Friday, 13 August 2010

Dust settles on KRT verdict


Photo by:Heng Chivoan
S-21 prison survivors Bou Meng, Chum Mey and Vann Nath hold newly published copies of the Duch verdict.

via Khmer NZ

Friday, 13 August 2010 15:03 Veng Rachana and James O’Toole

SIMPLE summaries of the Khmer Rouge tribunal’s first verdict are 36 pages long. The full-length judgment, bound with a blue cover and pictures of the court, stretches to 450 pages, its proportions practically those of a phone book.

In crafting their ruling, judges at the United Nations-backed court had to take account of both Cambodian and international law, relying on precedent ranging from French criminal courts to international war crimes tribunals for Sierra Leone and the former Yugoslavia.

The judges ultimately found Tuol Sleng prison chief Kaing Guek Eav, alias Duch, guilty of crimes against humanity and grave breaches of the Geneva conventions, sentencing him to 30 years in prison.

With credit for time served, Duch stands to spend only 19 more years behind bars, a term that many victims say is unacceptably brief. Tasked with explaining a controversial decision of considerable length and complexity, employees of the Khmer Rouge tribunal took to the streets of Phnom Penh yesterday to distribute copies of the verdict and discuss its contents with victims and local residents.

At a community meeting yesterday morning in Dangkor district’s Prey Sar commune, just a few hundred metres from the former site of the S-24 Khmer Rouge prison, a few dozen local residents joined commune chief Khat Sokhay and members of the court’s public affairs section to receive copies of the judgment.

After brief opening remarks from court spokesman Reach Sambath, Prey Sar resident Duch Sey, 60, broke in with an expression of the frustration that many said they felt in the aftermath of the judgment.

“On the day of the verdict, Duch looked so cruel – he had killed so many people, but he was smiling,” said Duch Sey, who noted the unfortunate irony of her surname as she railed against the Khmer Rouge jailer.

“I’m not satisfied with a 30-year sentence,” she said.

Khat Sokhay said most residents in his commune shared Duch Sey’s opinion, judging the sentence “too little” for a man who admitted “only 30 percent of his guilt”.

UN court spokesman Lars Olsen told the gathering that an array of mitigating factors had played a role in Duch’s abbreviated sentence, including his cooperation, his limited expressions of remorse and the unlawful detention he served at a Cambodian military court following his arrest in 1999.

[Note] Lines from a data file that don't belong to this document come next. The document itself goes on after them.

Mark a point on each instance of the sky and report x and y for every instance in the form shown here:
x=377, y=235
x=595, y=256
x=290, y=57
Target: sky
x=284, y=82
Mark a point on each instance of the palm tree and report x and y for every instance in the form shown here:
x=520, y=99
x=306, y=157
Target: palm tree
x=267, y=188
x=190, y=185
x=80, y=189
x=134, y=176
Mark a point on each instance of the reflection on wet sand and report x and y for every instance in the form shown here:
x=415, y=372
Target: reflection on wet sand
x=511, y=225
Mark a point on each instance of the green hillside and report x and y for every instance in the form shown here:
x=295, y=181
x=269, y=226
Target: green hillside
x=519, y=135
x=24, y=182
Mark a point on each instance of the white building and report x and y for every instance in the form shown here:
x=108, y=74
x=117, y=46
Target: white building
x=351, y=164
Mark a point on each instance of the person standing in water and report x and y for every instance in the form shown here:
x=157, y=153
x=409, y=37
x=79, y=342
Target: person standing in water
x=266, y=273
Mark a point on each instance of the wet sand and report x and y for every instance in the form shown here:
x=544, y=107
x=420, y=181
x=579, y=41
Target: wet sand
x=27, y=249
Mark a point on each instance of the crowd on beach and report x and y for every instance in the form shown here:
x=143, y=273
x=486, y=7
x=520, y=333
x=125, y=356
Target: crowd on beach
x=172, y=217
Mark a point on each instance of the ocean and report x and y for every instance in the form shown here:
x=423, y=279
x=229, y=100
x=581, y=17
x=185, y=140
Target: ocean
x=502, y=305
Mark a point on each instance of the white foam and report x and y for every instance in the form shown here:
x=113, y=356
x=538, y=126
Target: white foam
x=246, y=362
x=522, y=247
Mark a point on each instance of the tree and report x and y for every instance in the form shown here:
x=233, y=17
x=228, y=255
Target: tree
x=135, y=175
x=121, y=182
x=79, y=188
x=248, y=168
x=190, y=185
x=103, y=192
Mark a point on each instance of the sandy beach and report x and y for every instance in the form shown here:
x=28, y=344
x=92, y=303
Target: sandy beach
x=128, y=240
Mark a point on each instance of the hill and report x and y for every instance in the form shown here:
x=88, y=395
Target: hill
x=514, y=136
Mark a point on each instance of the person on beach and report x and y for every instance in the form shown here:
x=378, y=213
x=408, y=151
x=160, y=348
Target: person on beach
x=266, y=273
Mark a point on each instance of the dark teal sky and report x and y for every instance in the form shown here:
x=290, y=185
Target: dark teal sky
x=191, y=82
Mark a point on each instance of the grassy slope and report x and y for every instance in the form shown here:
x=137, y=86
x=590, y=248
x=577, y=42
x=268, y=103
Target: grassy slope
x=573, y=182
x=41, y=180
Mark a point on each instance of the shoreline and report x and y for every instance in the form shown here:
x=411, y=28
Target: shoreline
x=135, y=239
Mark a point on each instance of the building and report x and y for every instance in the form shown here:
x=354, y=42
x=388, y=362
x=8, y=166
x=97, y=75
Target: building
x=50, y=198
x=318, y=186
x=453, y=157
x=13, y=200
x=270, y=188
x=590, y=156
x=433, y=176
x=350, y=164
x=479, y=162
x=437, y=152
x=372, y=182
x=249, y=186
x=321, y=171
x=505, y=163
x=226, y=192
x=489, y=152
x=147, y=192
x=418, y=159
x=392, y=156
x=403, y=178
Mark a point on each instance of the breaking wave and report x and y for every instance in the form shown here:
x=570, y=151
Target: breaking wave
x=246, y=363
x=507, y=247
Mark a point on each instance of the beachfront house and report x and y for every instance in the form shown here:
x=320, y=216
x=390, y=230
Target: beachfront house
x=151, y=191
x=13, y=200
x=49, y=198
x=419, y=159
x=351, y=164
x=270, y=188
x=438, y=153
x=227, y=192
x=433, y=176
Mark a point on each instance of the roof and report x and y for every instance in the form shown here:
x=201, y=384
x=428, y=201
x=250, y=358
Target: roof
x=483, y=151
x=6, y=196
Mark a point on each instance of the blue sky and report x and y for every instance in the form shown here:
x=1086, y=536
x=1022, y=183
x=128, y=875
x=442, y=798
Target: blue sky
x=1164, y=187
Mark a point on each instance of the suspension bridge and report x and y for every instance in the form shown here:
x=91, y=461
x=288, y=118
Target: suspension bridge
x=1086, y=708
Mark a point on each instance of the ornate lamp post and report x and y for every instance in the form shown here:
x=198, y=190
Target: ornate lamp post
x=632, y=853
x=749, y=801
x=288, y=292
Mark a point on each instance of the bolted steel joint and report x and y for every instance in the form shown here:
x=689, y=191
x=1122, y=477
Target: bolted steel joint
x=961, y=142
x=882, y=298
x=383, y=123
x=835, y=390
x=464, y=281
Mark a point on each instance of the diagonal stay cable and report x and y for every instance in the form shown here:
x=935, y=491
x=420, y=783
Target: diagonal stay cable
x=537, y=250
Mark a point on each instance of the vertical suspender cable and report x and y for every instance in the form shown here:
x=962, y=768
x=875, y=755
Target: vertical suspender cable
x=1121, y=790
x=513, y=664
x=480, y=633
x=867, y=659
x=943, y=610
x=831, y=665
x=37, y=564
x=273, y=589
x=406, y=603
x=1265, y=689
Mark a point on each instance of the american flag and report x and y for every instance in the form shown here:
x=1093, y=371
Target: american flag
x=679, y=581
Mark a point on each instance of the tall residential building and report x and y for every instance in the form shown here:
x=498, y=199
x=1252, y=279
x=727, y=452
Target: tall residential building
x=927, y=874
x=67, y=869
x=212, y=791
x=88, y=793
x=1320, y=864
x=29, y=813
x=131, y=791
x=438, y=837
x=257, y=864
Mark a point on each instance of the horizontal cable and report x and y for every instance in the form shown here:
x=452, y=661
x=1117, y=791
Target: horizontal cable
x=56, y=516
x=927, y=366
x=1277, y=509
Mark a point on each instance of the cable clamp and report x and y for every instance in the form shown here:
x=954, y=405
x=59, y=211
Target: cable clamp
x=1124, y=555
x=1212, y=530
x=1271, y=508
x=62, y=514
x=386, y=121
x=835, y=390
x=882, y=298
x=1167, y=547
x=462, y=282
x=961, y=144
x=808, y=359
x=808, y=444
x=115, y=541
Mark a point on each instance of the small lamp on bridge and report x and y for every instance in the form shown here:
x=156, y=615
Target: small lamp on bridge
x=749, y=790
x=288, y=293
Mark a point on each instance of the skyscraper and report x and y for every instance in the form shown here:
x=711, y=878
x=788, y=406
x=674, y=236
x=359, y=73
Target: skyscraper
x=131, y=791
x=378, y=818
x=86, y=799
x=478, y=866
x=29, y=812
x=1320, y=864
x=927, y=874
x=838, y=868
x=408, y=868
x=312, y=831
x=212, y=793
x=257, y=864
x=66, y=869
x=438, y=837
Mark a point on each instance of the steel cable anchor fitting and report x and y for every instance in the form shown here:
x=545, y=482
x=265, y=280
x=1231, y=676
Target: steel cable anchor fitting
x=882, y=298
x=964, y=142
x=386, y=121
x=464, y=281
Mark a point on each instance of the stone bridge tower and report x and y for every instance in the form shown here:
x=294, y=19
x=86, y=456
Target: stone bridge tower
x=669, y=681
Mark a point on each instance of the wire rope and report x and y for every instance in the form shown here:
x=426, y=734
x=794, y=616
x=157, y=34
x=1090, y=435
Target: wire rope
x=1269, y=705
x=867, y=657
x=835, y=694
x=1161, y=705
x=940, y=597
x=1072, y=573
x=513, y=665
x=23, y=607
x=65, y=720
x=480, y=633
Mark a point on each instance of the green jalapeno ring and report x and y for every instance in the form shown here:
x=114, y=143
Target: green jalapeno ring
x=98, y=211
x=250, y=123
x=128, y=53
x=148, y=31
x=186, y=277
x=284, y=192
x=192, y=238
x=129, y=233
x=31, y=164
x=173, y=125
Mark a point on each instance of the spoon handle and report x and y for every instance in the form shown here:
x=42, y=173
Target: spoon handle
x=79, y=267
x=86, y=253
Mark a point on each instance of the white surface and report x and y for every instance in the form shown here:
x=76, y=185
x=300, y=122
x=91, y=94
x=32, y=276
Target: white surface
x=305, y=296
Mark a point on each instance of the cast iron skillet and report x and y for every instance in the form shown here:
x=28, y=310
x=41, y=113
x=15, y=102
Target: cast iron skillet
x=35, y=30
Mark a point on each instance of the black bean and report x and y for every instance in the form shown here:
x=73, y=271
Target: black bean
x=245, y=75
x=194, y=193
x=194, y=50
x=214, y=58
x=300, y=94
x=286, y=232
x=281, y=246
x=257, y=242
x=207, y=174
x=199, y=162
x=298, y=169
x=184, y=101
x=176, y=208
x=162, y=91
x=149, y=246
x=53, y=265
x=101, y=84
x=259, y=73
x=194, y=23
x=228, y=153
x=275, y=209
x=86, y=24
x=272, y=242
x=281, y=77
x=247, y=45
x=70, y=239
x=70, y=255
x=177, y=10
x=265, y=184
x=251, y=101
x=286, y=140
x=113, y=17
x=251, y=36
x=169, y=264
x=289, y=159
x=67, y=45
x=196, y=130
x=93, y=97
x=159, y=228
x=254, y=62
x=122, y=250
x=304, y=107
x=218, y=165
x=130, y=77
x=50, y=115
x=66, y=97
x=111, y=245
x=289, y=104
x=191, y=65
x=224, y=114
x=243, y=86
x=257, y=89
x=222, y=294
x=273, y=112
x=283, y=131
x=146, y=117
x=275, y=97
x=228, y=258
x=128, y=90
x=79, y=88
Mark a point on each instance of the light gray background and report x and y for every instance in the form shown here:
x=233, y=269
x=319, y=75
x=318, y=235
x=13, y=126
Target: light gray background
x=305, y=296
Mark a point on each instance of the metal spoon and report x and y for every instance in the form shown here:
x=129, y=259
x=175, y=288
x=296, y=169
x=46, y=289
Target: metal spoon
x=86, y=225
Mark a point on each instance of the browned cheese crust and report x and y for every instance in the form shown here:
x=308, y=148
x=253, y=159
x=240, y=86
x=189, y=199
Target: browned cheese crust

The tribunal has printed 5,000 copies of the full-length judgment along with 17,000 copies of the judgment summary to be distributed in schools and communities throughout the country. Reach Sambath said last week that the printing would allow “Cambodian people and students to learn and to understand about the reason that the court sentenced Duch to 35 years in prison”.

Youk Chhang, director of the Documentation Centre of Cambodia, said the written judgment had important “symbolic” value and would be a useful resource in academic and legal settings. However, he said he doubted that most victims or ordinary Cambodians would take the time to go through it in detail.

“Most of the people don’t care much, and also they don’t have to understand all those legal proceedings, so all they care about is the final judgment,” Youk Chhang said.

Immediately following last month’s verdict, some of the few survivors of Tuol Sleng, a facility in which nearly all of the roughly 16,000 inmates were eventually executed, were furious with the sentence. Bou Meng, 69, called it “a slap in the face”, and 79-year-old Chum Mey said it was “not justice”.

At Tuol Sleng Genocide Museum yesterday, however, it appeared their views had softened. Appearing alongside fellow survivor Vann Nath at a ceremony to receive bound copies of the verdict from court officials, the men expressed appreciation for the work of the court.

“Case 001 is finished, and I will continue to follow Case 002 until the end,” Chum Mey told Olsen.

Youk Chhang said the Duch verdict was “a difficult lesson, as expected, and I think that it’s going to take time, energy and effort for people to really accept it”. The three Tuol Sleng survivors, at least, said they had made some progress towards this end.

“This verdict is not 100 percent fair, but it is acceptable,” Bou Meng said.